The 1st Air Defense Corps () was activated on July 12, 1955, from Headquarters, 12th Public Security Division in Fuzhou, Fujian province. The corps was mainly tasked with the defense of major cities and facilities in the Fujian province when the Republic of China Air Force had held control of air superiority. The corps commander was Major General Fang Shengpu.

In August 1958, along with the formal activation of People's Liberation Army Air Defense Force, the corps was redesignated as 1st Air Defense Force Corps ().

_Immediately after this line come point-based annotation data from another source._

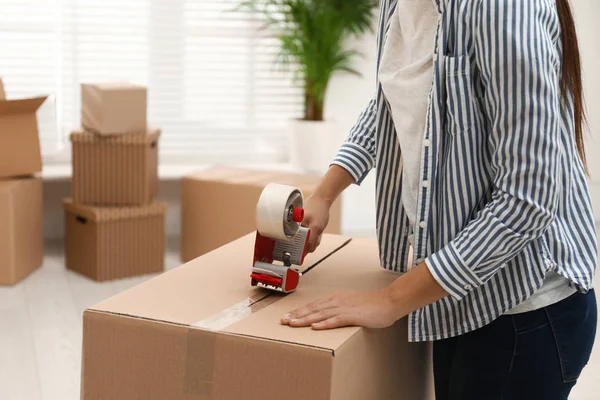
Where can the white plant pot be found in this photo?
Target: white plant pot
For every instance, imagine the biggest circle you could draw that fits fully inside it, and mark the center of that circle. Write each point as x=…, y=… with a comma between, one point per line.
x=313, y=145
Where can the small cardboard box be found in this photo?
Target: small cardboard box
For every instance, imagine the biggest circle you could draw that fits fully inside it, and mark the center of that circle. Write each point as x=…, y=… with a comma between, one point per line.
x=110, y=243
x=218, y=205
x=20, y=153
x=113, y=108
x=116, y=170
x=201, y=331
x=21, y=228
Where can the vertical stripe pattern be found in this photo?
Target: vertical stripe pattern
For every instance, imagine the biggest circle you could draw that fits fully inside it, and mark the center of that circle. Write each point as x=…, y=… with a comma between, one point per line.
x=508, y=199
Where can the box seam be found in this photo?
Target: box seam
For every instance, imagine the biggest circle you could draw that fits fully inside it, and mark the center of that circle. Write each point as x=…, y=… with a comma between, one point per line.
x=137, y=317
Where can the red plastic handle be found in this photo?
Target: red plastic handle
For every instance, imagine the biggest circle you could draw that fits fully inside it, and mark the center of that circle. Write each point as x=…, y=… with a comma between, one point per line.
x=298, y=214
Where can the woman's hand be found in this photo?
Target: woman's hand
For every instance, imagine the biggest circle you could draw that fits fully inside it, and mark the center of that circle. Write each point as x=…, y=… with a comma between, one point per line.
x=373, y=309
x=316, y=218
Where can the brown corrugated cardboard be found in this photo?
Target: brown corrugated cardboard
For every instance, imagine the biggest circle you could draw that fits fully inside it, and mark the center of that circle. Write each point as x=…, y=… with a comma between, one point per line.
x=107, y=243
x=115, y=170
x=217, y=205
x=201, y=331
x=19, y=141
x=113, y=108
x=21, y=232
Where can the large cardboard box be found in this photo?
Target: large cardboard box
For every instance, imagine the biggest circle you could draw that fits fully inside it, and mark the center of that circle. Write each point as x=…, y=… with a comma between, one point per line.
x=116, y=170
x=21, y=230
x=218, y=205
x=113, y=108
x=107, y=243
x=19, y=141
x=202, y=332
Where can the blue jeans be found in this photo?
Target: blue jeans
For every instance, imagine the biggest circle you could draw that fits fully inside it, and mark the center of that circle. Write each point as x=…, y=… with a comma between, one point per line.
x=534, y=355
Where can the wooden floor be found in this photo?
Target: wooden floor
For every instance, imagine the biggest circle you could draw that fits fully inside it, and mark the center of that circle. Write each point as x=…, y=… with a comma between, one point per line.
x=41, y=328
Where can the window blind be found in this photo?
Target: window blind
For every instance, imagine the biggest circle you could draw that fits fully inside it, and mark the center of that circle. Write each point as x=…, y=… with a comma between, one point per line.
x=212, y=85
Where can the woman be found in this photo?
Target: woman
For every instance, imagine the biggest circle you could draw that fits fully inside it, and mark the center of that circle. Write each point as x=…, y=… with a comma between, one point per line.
x=476, y=130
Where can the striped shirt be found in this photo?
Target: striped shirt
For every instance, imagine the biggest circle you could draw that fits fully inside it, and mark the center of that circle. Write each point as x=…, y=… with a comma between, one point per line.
x=504, y=197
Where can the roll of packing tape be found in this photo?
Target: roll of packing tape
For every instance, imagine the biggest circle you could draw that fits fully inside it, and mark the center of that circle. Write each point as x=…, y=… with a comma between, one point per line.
x=275, y=211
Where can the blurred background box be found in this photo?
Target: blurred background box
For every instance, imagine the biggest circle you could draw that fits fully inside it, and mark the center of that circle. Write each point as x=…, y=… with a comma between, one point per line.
x=218, y=205
x=113, y=108
x=105, y=243
x=21, y=232
x=115, y=171
x=19, y=140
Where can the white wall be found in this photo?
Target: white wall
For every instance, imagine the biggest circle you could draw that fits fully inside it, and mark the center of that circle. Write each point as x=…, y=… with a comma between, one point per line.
x=347, y=97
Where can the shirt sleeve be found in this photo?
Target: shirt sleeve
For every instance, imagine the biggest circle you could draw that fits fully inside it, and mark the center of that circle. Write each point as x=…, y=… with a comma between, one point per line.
x=515, y=49
x=357, y=153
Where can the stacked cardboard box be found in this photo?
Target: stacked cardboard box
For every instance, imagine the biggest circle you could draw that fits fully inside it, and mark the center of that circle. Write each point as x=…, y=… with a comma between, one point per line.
x=113, y=226
x=21, y=203
x=218, y=205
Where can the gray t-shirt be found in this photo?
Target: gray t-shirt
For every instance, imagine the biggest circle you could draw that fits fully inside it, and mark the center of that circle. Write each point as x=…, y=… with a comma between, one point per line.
x=405, y=74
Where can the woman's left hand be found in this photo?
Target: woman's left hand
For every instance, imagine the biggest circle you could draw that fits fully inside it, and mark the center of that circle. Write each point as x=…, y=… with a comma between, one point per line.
x=373, y=309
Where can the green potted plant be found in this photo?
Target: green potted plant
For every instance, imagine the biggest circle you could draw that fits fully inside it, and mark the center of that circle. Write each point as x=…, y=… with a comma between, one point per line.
x=312, y=36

The corps was a part of the People's Liberation Army Air Defense Force, then a major branch of the People's Liberation Army.

The corps was composed of:
- 103rd Anti-Aircraft Artillery Division
  - 516th Anti-Aircraft Artillery Regiment
  - 542nd Anti-Aircraft Artillery Regiment
  - 522nd Anti-Aircraft Artillery Regiment
  - 402nd Anti-Aircraft Searchlight Regiment
- 105th Anti-Aircraft Artillery Division
  - 503rd Anti-Aircraft Artillery Regiment
  - 521st Anti-Aircraft Artillery Regiment
  - 527th Anti-Aircraft Artillery Regiment
  - 223rd Anti-Aircraft Radar Regiment
  - 1st Independent Anti-Aircraft Artillery Battalion of City Defense
- 225th Anti-Aircraft Intelligence Regiment
- 401st Anti-Aircraft Searchlight Regiment

From July 1, 1956, the 107th Anti-Aircraft Artillery Division was attached to the corps.

In July 1957, during the combination of the People's Liberation Army Air Force and the People's Liberation Army Air Defense Force, the corps was redesignated as 1st Air Force Corps.